High-Entropy Grain Boundaries

TL;DR

This paper explores the thermodynamics and stabilization mechanisms of high-entropy grain boundaries in alloys and ceramics, highlighting their potential to enhance high-temperature stability and structural properties.

Contribution

It provides the first comprehensive thermodynamic analysis of high-entropy grain boundaries, introducing a simplified segregation model applicable to both alloys and ceramics.

Findings

High-entropy grain boundaries reduce energy with increasing temperature.

HEGBs can stabilize nanocrystalline alloys at high temperatures.

Structural disordering in GBs offers opportunities for higher entropy states.

Abstract

Do high-entropy alloys and ceramics have their grain boundary (GB) counterparts?

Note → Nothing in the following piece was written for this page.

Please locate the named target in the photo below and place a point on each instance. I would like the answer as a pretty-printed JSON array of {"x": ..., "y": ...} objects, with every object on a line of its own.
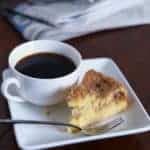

As the concept of high-entropy grain boundaries (HEGBs) was initially proposed in 2016, this article provides the first complete and rigorous discussion of the underlying interfacial thermodynamics. A simplified segregation model can illustrate both GB and bulk high-entropy effects, which reduce GB energy with increasing temperature for saturated multicomponent (conventional and high-entropy) alloys. HEGBs can be utilized to stabilize nanocrystalline alloys at high temperatures via thermodynamic and kinetic effects. GB structural disordering and transitions offer further opportunities to attain higher effective GB entropies. Future perspective is discussed.